Beeld schiet over naar mijn perspectief, ik loop haastig mee met een man door een hal en probeer hem tegen te houden. Uiteindelijk manoeuvreer ik mij voor hem. Ik vertel hem dat hij zich moet aangeven, dat dit niet goed is. Ik weet dat hij achter dat kind aan zat van eerder, maar het was mislukt. Ik heb het gevoel tegen een betonnen muur te praten. Ik voel ook angst en afgunst naar hem, het is een martelaar. Maar toch heb ik ook het wanhopige gevoel om hem te ‘redden’. De man is licht getint, heeft half lang zwarte krullen, grote ogen achter een grote bril. Ik voel met tegenhouden dat hij erg sterk is ondanks dat hij wat voorover loopt en soms kijkt hij mij recht aan, en soms door mij heen. In ene heb ik zijn aandacht, wat erg ongemakkelijk voelt. Hij stemt ineens met mij in en we staan stil. Hij herhaalt mijn woorden dat hij zichzelf aangeeft etc. Ineens kijkt hij bijna liefdevol naar mij met een enorme grijns. Dan een schot en ik val neer. Mijn perspectief gaat naar hem en door zijn ogen kijk ik achterom naar het lijk. Maar in plaats van ik, ligt een een donkere mevrouw op de grond.
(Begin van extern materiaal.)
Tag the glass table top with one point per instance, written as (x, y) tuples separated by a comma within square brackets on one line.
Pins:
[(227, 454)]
Ik kijk naar het geen wat geschoten heeft. Een blauwgrijze kitten met 1 oog. Hij praat en vraagt wanhopig of hij het goed gedaan heeft, proberend om de man te pleasen zodat hij milder zou zijn. De man pakt het katje op, aait hem en zegt dat het niks uitmaakt. Zijn krankzinnige ware aard door de façade heen glippend. Uiteindelijk zal hij hem tot een stomp maken zoals ieder dier en ieder kind. Blind met 1 ledemaat, om nog te kunnen spartelen, en 1 oor ove zodat hij hoort wanneer hij levend begraven wordt. Om macht uit te oefenen pakt hij een rode handdoek en drukt het katje op de grond, handdoek over het kopje en verstikt hem bijna. Het wanhopig snakken naar lucht is voelbaar onder zijn hand. Dit voelt sadistisch. Daarna gooit hij hem in een doorzichtig bak, verborgen in een donkere houten dressoir, rode handdoek erover heen gedrapeerd.